(dissenting). I respectfully dissent, inasmuch as I disagree with my colleagues that defendant is not entitled to summary judgment dismissing the complaint.
With respect to the issue whether the damage to plaintiffs foundation wall constituted a “collapse” within the meaning of the homeowners’ insurance policy in question, I conclude that defendant established as a matter of law that there was no collapse within the meaning of the homeowners’ insurance policy in question. The policy specifically defines its coverage for collapse with respect to buildings as “an abrupt falling down or caving in” and provides that “[a] building or any part of a building that is standing is not considered to be in a state of collapse even if it shows evidence of cracking, bulging, sagging, bending, leaning, settling, shrinkage or expansion.” Here, it is undisputed that plaintiffs home, and all component parts thereof, remained standing and had not abruptly fallen down or caved in. In my view, the nature of the damage was best described by plaintiff in her deposition testimony, wherein she stated that one of the foundation walls “moved in” and had not fallen in completely. The policy language concerning collapse is unambiguous and does not cover a condition that can at best be described as presenting a danger of imminent collapse rather than the actual and abrupt collapse or caving in covered by the policy (see Rector St. Food Enters., Ltd. v Fire & Cas. Ins. Co. of Conn., 35 AD3d 177, 178 [2006]).

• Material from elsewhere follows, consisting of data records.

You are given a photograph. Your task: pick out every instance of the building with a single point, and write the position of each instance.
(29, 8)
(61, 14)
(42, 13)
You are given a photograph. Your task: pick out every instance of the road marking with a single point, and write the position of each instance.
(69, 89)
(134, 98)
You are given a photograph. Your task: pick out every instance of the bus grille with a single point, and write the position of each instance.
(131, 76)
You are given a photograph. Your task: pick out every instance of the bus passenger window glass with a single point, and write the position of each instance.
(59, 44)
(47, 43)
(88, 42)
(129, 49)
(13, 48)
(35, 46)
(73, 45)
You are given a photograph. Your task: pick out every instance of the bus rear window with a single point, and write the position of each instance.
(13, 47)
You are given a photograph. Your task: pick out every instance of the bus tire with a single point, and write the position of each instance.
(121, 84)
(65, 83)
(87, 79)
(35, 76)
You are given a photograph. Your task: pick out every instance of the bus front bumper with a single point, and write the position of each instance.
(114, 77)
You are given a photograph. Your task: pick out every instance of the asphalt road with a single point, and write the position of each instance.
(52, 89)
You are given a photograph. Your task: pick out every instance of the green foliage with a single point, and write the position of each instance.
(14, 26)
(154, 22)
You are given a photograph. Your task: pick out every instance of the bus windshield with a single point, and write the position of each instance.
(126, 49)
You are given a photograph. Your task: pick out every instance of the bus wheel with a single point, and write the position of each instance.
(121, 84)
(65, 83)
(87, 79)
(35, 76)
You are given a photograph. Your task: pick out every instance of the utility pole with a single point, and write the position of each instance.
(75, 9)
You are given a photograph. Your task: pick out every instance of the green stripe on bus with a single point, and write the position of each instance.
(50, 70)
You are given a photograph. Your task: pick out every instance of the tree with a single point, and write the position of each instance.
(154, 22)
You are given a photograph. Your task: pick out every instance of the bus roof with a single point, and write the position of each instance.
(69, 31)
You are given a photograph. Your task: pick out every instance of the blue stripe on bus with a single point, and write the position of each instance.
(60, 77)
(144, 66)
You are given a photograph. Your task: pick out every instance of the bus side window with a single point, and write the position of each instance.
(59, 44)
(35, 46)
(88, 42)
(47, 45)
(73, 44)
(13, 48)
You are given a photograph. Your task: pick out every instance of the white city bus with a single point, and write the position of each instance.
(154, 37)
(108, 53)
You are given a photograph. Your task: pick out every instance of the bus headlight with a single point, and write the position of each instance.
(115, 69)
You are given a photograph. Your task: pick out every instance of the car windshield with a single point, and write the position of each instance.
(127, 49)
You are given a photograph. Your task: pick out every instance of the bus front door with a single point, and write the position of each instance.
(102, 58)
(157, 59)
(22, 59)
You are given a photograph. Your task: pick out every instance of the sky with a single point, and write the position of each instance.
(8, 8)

I further disagree that what the majority refers to as “structural weakening” is a peril insured under the policy. “Structural weakening” is a result rather than a cause of a loss, and plaintiffs own expert opined that the “structural weakening” resulted from “ground frost during the 2003-2004 winter season.” There is thus no coverage under the unambiguous language of the policy, which provides that defendant does not insure for loss “[claused by . . . [freezing, thawing, pressure or weight of water or ice . . . to a . . . [foundation, retaining wall, or bulkhead.” “Ground frost” is the non-covered cause and “structural weakening” is the result.

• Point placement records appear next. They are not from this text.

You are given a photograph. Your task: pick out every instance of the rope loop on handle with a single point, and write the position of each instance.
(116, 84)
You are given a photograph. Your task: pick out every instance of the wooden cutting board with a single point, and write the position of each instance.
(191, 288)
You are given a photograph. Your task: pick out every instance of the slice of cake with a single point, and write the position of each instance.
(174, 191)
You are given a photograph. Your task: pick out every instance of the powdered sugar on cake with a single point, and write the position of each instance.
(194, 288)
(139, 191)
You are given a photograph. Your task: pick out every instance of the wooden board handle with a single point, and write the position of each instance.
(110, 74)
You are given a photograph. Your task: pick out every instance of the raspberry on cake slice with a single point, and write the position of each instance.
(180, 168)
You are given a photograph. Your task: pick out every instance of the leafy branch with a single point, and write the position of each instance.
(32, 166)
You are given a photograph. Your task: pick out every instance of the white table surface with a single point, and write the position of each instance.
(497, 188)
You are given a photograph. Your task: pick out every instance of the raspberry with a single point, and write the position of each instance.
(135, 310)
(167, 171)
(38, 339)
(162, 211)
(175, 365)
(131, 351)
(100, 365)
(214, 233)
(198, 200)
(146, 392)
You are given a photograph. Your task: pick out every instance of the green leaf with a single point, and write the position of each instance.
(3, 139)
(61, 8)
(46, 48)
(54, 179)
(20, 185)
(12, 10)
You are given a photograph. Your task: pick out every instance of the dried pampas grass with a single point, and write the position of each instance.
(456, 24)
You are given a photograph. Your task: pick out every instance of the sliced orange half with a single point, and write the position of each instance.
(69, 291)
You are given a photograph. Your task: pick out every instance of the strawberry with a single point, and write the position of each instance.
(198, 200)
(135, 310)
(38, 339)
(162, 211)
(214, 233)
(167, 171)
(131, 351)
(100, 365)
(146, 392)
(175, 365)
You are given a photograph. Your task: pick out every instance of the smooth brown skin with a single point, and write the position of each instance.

I further disagree with the majority that plaintiff raised an is*1501sue of fact with respect to the policy exclusion for inadequate construction or design. The majority cites only to the conclusion of plaintiffs expert that the loss was caused by “ambient soil pressure,” and thereby ignores that part of the opinion of the expert that the “ambient soil pressure exerted against the basement wall in its weakened state resulted] in structural failure” (emphasis added). In my view, the “weakened state” is the same result, i.e., the structural weakening, caused by the “ground frost” discussed by the expert earlier in his affidavit. Thus, the opinion of plaintiffs own expert expressly establishes that the loss was caused by freezing water, a peril not covered under the policy. It is noteworthy that plaintiffs expert fails to explain how “ambient soil pressure” in the absence of the “weakened state” resulting from “ground frost” is a covered peril, rather than merely an expected or ordinary condition encountered by all foundations, “weakened” or not.
I therefore would reverse the order and grant defendant’s motion for summary judgment dismissing the complaint. Present — Fahey, J.P., Carni, Green and Gorski, JJ.